Rick Kubina, a Penn State professor specializing in the science of individual measurement and performance/learning improvement, has done it all. He has conducted research, mentored students, published papers and books on the science of graphical display and powerful performance change methods.

For someone so heavily involved and informed on this specified schooling of science, having him plainly explain Chartlytics seemed like it might be a daunting task. Chartlytics is the application he cofounded of the Standard Celeration Chart that allows users to quantify important aspects of performance and learning.

His response turned out to be straightforward:

“Chartlytics is a software platform that rapidly changes performance and accelerates learning. Chartlytics can work with any curriculum, skill or teaching approach. Presently, Chartlytics is deployed in general and special education classrooms. Students monitor their own performance data and make changes or continual decisions with their teachers.”

Simple enough. By utilizing a tablet’s interface to run the software, students are able to work with teachers to identify behaviors, measure progress and communicate results quickly and clearly, while continually disseminating effective strategies.

Beyond all of the tangible tasks Chartlytics makes possible, Kubina recognizes a gap in the competition where he excels at what other companies lack.

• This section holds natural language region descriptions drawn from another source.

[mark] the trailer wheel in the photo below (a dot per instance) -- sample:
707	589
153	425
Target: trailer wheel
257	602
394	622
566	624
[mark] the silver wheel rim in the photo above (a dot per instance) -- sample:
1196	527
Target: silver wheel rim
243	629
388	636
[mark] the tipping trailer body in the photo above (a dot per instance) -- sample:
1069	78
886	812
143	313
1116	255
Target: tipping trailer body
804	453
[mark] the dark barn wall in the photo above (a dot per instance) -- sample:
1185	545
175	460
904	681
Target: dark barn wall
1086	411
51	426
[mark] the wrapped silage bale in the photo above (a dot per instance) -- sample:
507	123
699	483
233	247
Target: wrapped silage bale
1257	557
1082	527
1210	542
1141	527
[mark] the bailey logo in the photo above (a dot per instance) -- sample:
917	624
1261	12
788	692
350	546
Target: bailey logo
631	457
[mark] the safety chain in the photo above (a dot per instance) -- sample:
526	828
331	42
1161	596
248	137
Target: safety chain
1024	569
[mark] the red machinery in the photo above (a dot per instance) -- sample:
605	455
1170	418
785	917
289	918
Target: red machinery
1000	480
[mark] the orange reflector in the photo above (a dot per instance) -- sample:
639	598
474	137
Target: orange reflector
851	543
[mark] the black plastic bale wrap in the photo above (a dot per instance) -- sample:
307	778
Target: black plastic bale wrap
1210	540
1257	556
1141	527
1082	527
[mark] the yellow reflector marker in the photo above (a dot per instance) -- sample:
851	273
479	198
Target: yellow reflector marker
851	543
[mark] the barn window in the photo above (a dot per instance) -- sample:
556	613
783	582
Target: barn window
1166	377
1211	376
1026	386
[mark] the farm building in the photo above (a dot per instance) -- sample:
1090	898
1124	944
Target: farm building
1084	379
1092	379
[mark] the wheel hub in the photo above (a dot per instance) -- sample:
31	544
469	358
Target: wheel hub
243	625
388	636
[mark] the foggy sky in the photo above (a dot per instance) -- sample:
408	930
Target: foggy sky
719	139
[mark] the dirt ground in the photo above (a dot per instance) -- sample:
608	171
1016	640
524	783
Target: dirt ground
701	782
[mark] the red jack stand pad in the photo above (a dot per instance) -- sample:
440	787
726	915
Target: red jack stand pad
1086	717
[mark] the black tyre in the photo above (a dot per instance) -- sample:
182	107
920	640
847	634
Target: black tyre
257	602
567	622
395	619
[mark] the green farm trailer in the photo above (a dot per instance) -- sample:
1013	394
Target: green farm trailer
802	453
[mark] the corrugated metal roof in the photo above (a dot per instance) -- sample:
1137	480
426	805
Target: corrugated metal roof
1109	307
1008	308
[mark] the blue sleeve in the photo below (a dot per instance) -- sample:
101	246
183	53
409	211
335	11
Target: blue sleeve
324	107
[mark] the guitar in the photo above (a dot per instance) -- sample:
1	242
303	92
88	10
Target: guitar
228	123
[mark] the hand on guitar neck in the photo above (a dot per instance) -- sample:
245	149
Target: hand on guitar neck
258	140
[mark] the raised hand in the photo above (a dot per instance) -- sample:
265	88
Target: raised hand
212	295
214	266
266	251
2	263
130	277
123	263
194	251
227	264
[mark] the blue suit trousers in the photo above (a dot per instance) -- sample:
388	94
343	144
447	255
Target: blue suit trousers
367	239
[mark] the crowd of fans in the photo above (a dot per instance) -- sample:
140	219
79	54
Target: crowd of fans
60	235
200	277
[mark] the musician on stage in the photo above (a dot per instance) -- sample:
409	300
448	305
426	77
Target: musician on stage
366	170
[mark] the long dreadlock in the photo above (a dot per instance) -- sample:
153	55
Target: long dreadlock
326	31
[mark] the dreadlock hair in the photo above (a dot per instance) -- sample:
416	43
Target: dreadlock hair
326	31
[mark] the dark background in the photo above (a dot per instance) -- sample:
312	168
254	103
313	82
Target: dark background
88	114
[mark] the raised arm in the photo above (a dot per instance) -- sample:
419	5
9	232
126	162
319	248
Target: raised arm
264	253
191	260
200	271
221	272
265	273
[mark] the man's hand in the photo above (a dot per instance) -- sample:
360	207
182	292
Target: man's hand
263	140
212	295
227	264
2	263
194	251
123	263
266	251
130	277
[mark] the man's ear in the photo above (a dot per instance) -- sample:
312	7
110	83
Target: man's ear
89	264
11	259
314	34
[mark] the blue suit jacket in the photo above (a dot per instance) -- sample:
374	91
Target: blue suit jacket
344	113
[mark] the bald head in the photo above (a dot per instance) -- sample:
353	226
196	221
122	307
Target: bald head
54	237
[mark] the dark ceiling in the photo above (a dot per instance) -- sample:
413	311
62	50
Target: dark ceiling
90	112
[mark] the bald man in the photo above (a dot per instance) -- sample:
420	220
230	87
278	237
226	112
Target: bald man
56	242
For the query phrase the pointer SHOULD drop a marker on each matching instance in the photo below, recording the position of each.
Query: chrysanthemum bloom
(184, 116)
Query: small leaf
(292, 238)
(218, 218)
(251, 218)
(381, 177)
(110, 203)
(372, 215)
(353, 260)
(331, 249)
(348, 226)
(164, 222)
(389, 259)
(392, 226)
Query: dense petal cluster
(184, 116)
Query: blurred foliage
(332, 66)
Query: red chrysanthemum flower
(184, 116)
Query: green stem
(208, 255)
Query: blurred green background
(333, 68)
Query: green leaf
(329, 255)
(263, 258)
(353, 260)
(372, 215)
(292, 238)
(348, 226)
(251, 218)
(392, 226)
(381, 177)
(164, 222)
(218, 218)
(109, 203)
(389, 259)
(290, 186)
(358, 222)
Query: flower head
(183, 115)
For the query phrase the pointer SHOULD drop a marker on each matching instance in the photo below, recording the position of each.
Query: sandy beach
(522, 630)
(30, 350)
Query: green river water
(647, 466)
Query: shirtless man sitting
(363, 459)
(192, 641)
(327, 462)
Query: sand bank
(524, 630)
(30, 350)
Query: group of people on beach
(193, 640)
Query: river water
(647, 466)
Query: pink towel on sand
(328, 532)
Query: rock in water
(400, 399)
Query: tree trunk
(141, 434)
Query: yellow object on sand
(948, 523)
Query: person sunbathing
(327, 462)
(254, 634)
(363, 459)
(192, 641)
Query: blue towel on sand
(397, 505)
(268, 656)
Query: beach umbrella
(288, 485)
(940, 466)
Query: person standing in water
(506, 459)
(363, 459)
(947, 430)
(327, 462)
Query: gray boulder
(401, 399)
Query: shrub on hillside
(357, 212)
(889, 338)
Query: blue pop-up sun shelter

“Many EdTech companies focus on providing accessibility to education,” he said. “However, EdTech companies lack two fundamental ingredients: 1) universal for all extraordinary performance stories – intensive practice and 2) equally intensive performance data monitoring. We aim to change the educational landscape by promoting meaningful change for each individual. Each student has their targeted performance pinpointed, measured with precise metrics and then shown on a special visual display that functions as the EKG of learning.”

They even have secondary statistical evidence to support their products primarily statistical evidence, as Kubina asserts, “Chartlytics offers learning changes in the range of 2x to 10x, depending on its implementation.”

Always exploring expansion in terms of providing easier accessibility to a wider audience, Chartlytics has recently partnered with Intermediate Unit 1, a regional educational agency that provides educational support to students, parents, educators, school administrators and the communities throughout southwestern Pennsylvania. Through this partnership, more than 50 classrooms will be accelerating their reading and math skills this semester through focused practice, personalized data analysis and student self-monitoring.

Another recent development for this brand based in Innovation Park is their pairing with iAchieve, an add-on product for use in Special Education Classrooms, grades K through 8. iAchieve incorporates evidence-based research on gamification (the application of typical elements of game playing to education to encourage engagement with course material), provides students ownership of their progress for their own Individualized Education Program, and implements real-time data to further enhance targeted skill or behavioral growth.

Whether you believe contemporary culture relies too heavily on supportive-technologies to function as a society on a day-to-day basis, or cringe at the thought of an electronic graphical display taking precedence in the classroom over a paper page, it’s hard to argue with progressive results, especially when supported by the data.

After all, the world as a whole is becoming a data-driven place, so perhaps our places of learning should be no different?